Norman Sabga, Chairman of the Ansa McAL Group of Companies is attributing the Group’s results for the first half of the financial year to its internal operations and not the macro economy.
“I do not think that the economy is the cause of our drop in profit. I think it is two fold, one is the one off’s that I spoke about and also part of our expenses have gone up and we have been meeting with each company looking at the expenses and shaving some of the additional operational expenses. The fact that our volumes are on par and our gross profit, before expenses is on par that is not a reflection that it is a result of the economy.”
Sabga spoke yesterday at the release of the Group’s unaudited results for the six months ended June 30, 2019 at Tatil Building, Queen’s Park Savannah, Port-of-Spain.
According to the Chairman’s Report: “Excluding the effects of restructuring, the Group would have reported Profit After Taxation (PAT) in line with prior year. With the restructuring and acquisition costs included, PAT was $303 million, down 6 percent from prior year ($323 million – 2018) whilst revenues were $3.1 billion, up 1 percent over prior year. Your Directors have approved an interim dividend of $0.30 per share ($0.30 – 2018) which will be paid on November 6, 2019.”

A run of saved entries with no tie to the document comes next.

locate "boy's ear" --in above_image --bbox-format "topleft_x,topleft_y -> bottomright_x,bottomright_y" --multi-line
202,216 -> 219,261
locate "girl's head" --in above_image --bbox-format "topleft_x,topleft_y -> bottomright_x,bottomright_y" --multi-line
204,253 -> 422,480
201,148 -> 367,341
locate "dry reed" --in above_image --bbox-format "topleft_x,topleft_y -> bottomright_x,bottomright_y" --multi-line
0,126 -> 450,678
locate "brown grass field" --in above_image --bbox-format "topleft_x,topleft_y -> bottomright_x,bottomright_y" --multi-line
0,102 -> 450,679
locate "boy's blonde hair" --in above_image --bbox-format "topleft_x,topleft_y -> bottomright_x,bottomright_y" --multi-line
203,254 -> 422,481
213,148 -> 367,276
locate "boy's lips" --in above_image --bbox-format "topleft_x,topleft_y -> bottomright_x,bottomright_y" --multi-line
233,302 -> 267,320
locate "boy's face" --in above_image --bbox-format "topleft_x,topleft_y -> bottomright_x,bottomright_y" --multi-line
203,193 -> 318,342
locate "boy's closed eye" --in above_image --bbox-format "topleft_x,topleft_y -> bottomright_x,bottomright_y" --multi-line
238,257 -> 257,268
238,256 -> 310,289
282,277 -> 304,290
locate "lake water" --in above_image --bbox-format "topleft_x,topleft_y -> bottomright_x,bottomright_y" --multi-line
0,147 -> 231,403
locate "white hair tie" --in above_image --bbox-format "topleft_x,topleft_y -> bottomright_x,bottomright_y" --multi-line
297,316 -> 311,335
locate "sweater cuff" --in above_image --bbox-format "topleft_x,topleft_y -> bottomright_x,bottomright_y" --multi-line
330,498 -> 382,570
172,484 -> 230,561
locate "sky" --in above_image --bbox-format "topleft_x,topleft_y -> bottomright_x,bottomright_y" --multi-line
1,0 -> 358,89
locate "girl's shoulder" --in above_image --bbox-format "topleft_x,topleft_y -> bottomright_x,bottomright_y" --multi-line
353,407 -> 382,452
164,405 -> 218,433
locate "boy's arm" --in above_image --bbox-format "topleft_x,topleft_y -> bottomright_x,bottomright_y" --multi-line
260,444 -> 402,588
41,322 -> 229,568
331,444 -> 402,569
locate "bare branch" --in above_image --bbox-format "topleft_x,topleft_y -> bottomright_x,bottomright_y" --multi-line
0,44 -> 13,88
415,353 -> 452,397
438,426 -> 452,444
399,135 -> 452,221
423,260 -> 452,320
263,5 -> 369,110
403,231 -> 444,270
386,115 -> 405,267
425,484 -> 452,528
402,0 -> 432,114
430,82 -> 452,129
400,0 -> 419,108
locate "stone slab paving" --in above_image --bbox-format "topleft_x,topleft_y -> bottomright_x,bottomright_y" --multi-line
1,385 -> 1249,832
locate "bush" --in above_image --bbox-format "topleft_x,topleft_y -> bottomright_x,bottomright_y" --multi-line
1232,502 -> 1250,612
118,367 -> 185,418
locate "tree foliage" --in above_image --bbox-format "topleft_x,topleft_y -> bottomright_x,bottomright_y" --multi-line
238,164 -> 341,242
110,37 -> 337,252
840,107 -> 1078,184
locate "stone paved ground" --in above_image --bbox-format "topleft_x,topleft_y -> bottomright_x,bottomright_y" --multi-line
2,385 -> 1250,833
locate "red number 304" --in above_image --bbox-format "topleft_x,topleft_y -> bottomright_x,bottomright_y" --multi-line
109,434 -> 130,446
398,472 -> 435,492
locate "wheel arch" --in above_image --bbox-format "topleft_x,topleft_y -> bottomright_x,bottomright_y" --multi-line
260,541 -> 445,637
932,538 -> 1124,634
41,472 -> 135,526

According to the Chairman’s report, during six-month period ended 30 June 2019, the Group was able to execute a number of initiatives including:
I.Embarking on a program of restructuring. Included in these results are approximately $25 million in non-recurring costs which have impacted Profit Before Tax in the near term but which will generate a higher level of profitability going forward.
II. The commissioning of a world-class furnace at Carib Glass at a cost of $150 million which was a significant milestone. This investment uses new technology which allows the production of the highest quality light weight glass bottles at reduced costs and will significantly boost our export capability.
III. The successful completion of two strategic acquisitions – a joint venture in Tilawind, a Costa Rican based wind farm and Trinidad Aggregate Products, a clay block manufacturer, at a combined investment of approximately $100 million. The Tilawind joint venture is the Group’s first entry into the alternative energy business with scope for future expansion. The full effect of these investments, including acquisition and restructuring costs, has been included in these results.
Responding to questions during the question and answer segment, he spoke about how foreign multinationals have impacted on the local media market.
“I personally have a problem with Facebook, Twitter and the other international companies being able to sell media in Trinidad. without paying a significant penalty for doing so. It is like online shopping. When one looks at Guardian Media, Newsday, One Media, Guardian Media alone has about 600 employees. I do not think that these organizations have employees on the ground, I do not think that they pay taxes and they take foreign exchange and they have a huge advantage in the market. They have made an investment up front to have service and build a site and to be able to advertise. A level playing field does not exist.”